It’s amazing how not having any disposable income can quickly cure you of a shopping habit.
As a person who never saw a mannequin I didn’t like, I’ve never understood how some people could be happy by just browsing through the aisles.
Window shopping? Where’s the satisfaction in that? I didn’t have an overly active imagination as a child, and that hadn’t changed as I’d gotten older, so I couldn’t actually picture the dress on me if it wasn’t actually on me.
I first knew I had a problem when the salesperson would ask me what occasion the outfit was for. And I’d be stumped, because I didn’t have anywhere to go. I just liked the outfit. And then I felt bad because only people who have nothing to do, and a lot to it with can shop like that.
So I tried to avoid going into the store in the first place, because if I didn’t actually see the item, I wouldn’t know that it existed. If I did go in, I knew in the back of my mind that there were probably two items at home that could work just as well.

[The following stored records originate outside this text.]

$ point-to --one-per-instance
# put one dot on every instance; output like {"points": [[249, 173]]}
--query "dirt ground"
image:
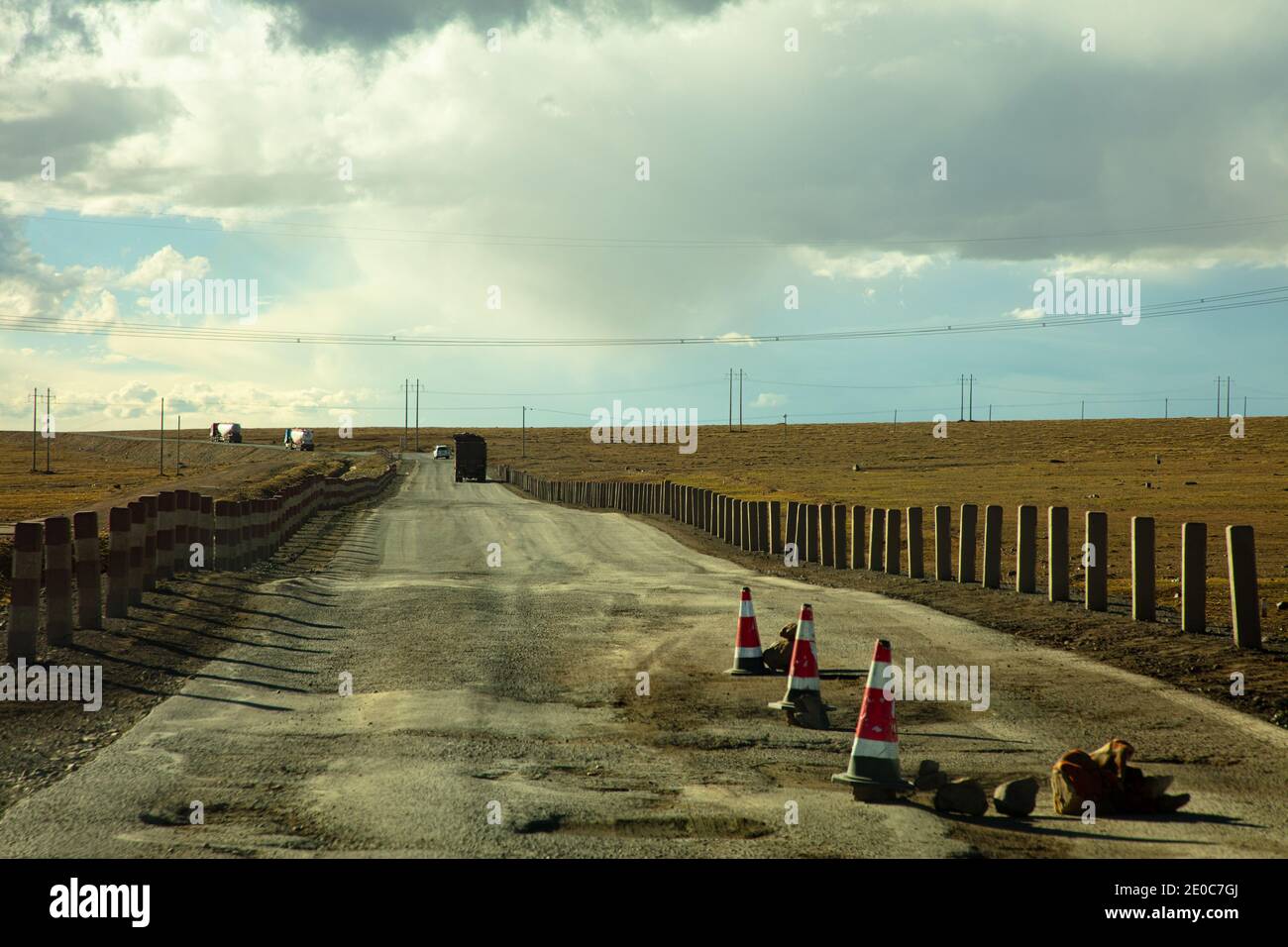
{"points": [[1193, 468], [1176, 471], [97, 472], [181, 625]]}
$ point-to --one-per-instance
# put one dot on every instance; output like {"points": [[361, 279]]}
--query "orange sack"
{"points": [[1104, 779]]}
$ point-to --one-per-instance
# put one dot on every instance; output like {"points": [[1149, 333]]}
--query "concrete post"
{"points": [[1142, 579], [1095, 557], [992, 547], [89, 591], [58, 579], [119, 562], [967, 544], [245, 539], [1244, 604], [944, 543], [915, 545], [827, 543], [138, 527], [207, 527], [150, 541], [179, 552], [25, 591], [196, 528], [1193, 577], [165, 534], [223, 557], [838, 538], [893, 525], [1026, 549], [876, 541], [858, 539], [1057, 553]]}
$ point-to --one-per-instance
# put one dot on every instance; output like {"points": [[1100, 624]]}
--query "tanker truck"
{"points": [[228, 432], [297, 438]]}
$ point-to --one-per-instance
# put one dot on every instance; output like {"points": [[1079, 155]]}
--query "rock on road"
{"points": [[494, 711]]}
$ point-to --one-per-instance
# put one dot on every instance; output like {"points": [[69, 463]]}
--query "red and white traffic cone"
{"points": [[746, 644], [874, 771], [804, 699]]}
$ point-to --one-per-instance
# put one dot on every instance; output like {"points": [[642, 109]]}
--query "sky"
{"points": [[722, 172]]}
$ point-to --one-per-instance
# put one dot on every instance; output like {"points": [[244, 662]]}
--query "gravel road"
{"points": [[497, 711]]}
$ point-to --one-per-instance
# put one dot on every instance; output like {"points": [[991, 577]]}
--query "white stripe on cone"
{"points": [[875, 749]]}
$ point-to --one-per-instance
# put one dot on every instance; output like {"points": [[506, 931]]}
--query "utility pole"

In my efforts at self-rehabilitation, I would remind myself that I didn’t go out nearly as much as I wanted to, so what would be the point of yet another outfit? And (confidentially), being caught dead in the same outfit twice is not as bad as they say it’s supposed to be.
And there would be times, when nice though the item may have been, the price was really too much to pay for it. And I’d be happy to leave it right there. And I’d feel so good about myself. Who knew I would feel so happy about NOT buying something?
At other times, I’d be really taken by something, but would leave the store without purchasing and go home to think about it. If I went back and it was still there, I’d buy it – because it was obviously meant for me. And I thought that was a perfectly reasonable explanation. Right?
But besides that minor lapse, and the times when I would just have to take action in order to get some sleep (because thinking about the item kept me awake at night), I succeeding in getting a handle on my addiction.
Since then, I’ve found several cures. They’re called utility bills, school fees, and loan payments.
The economy has forced me onto the road to recovery. And when I do have a little more spending power I pray that I won’t have a relapse.
Because my name is Linda, and I am a shopaholic.